Manila Bulletin

Christmas in exile

- By GEMMA CRUZ ARANETA (ggc1898@gmail.com)

OUR first Christmas in Mexico was a relatively quiet one; there were only a handful of Filipinos, none living in our neighborho­od, but kind enough to invite me and my children to celebrate Christmas Day with them. We were living in Colonia Polanco, a rather Bohemian “village,” in a lovely heritage building on Calle Virgilio where all the green grocers and specialty food shops were located. Traffic was terrible on weekends and during the holidays when all the señoras from Lomas de Chapultepe­c (their Forbes Park) would swoop down in their chauffeure­d limousines to buy the best ingredient­s for their Christmas parties.

A block away was the Abraham Lincoln Park, a mini-forest with a pond, an open-air theater, cafes, bookshops, and galleries. Around the park were elegant homes in the Art Deco style and the more elaborate “Lebanese baroque.” That was where Leon learned how to bike. Every Sunday, my friends and I would take our children to the park to have lunch; there were always performing artists, mimes, and singers. Once, Oscar Chavez came to enthrall us with his protest songs about Che Guevara, the horrors of military rule in Chile, and the indomitabl­e Nicaraguan­s.
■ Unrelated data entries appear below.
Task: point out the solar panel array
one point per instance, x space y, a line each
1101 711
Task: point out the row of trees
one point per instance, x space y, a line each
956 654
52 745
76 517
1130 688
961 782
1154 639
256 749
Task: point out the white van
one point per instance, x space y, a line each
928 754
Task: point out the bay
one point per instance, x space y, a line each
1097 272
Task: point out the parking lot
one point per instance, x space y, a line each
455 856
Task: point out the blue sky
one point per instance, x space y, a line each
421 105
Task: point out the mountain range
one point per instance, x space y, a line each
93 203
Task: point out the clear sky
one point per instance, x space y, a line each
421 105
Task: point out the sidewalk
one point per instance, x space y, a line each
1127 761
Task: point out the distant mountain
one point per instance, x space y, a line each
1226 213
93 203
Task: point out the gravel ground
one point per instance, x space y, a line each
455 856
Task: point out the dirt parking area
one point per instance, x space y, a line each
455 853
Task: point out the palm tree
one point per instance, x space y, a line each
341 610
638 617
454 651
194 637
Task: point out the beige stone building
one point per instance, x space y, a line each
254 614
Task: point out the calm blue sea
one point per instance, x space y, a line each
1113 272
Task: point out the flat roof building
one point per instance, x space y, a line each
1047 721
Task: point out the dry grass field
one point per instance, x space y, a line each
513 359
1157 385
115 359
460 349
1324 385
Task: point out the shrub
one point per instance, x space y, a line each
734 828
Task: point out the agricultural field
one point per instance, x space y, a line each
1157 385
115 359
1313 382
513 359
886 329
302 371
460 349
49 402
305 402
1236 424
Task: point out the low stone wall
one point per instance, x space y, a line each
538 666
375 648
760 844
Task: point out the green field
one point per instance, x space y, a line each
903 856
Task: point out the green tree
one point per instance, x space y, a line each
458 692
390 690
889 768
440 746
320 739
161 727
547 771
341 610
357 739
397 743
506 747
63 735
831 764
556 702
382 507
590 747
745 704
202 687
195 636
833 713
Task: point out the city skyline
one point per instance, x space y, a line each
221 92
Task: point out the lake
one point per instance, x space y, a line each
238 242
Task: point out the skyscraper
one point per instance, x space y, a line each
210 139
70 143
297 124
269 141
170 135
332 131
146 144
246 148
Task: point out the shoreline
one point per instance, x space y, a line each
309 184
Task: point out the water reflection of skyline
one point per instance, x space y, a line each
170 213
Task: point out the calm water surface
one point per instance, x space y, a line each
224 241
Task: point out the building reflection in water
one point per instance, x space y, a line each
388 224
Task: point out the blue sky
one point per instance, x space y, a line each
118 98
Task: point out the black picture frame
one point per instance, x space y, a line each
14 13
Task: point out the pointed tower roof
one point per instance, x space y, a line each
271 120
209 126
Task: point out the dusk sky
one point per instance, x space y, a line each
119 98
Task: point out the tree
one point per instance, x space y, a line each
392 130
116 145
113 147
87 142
Around the corner from Calle Virgilio, there were Christmas trees for sale, real pine ones from Amecameca de Juárez, a municipali­ty on the “ruta de los volcanes,” at the foot of the Sierra Nevada. Apparently, the local government had set up pine tree nurseries there to prevent the wanton cutting of pine trees in the forests around Mexico City. I chose a tree my shoulder height, as I had to drag it up three floors with the help of my babies. We decided not to buy those banal commercial Christmas decoration­s; we wanted something truly Mexican which we could not find on Calle Virgilio. A friend suggested the “Fondo de Cultura,” a government -owned handicraft store, across the city on Avenida Revolución. What a delightful place it turned out to be! A veritable treasure trove, it had a fantastic inventory of quality “artesanias” from every corner of the United States of Mexico.

The children found the Mexican decoration­s for our real Christmas tree; angels in various poses, cute farm animals and mascots, dazzling stars in many sizes, lanterns, flowers, all made of embossed tin and painted in brilliant colors. I must have purchased at least 2 dozens; we used those decoration­s and cherished them during the 8 years that I lived in Mexico. Perhaps it is time to bequeath them to my half-Mexican grandchild­ren, Tekwani and Aurora Yol who live in a forested ranchería their mother named “El Rizal.” As it was getting chilly in the evenings, I bought bulky hand-woven jackets from Chiconcuac and woolen horongos from Amatepec; we were ready to brave our first Mexican winter.

After a couple of years, we moved to the suburbs to our own house at the exhacienda de Santa Mónica, in the burgeoning municipali­ty of Tlalnepant­la de Bas. We had a bigger kitchen and I had begun working as a researcher for the Centro de Studios Económicos y Sociales del Tercer Mundo. Every year, our boss, former President Luis Echeverria, distribute­d double-breasted butter turkeys on the last day of work. We always looked forward to those turkeys because they were our family Christmas projects. Fatimah, Leon, and I would spend hours at the kitchen preparing the turkey for our Christmas dinner, and the days that followed. We wanted to be creative about it and decided not to be bound by any recipe I had learned in life. We stuffed the turkey with what we liked best – roasted castañas, slivers of sugared apricots, dates, walnuts, almonds and cashews, ground chicken meat in lieu of bread crumbs, etc. With a syringe, we injected the turkey flesh with brandy. We bought tins of jellied arándaro (cranberry), which was de riguer for turkeys. I would prepare an ensalada rusa, making sure to mix in the beets just before serving.

Christmas in Mexico does not begin with the first “-ber” month but with the “Posadas” which starts on 16 December and ends on Christmas Eve. This commemorat­es the night Mary and Joseph were in Bethlehem and could not find a place to stay. It is a lovely community activity, which we did not have in Colonia Polanco because we were living in a building. In Santa Mónica, we had many friendly neighbors, so in a group, each holding a lighted candle, we sang the “posada” song and knocked on doors of designated houses asking for shelter. The last stop was at the home of the appointed host who would give us “posada” and serve corn tamales with atole or pan dulce and chocolate. We lingered, enjoying the “sobre mesa” which usually consisted of laughing at politician­s, planning on how to beautify our colonia (village), or exchanging tips about where to spend summer vacations. We were all middle-class, working parents with aspiration­s for our children some of whom went to the same schools.

Mexicans are so much like Filipinos, that is whyI have fond memories of those Christmase­s in exile.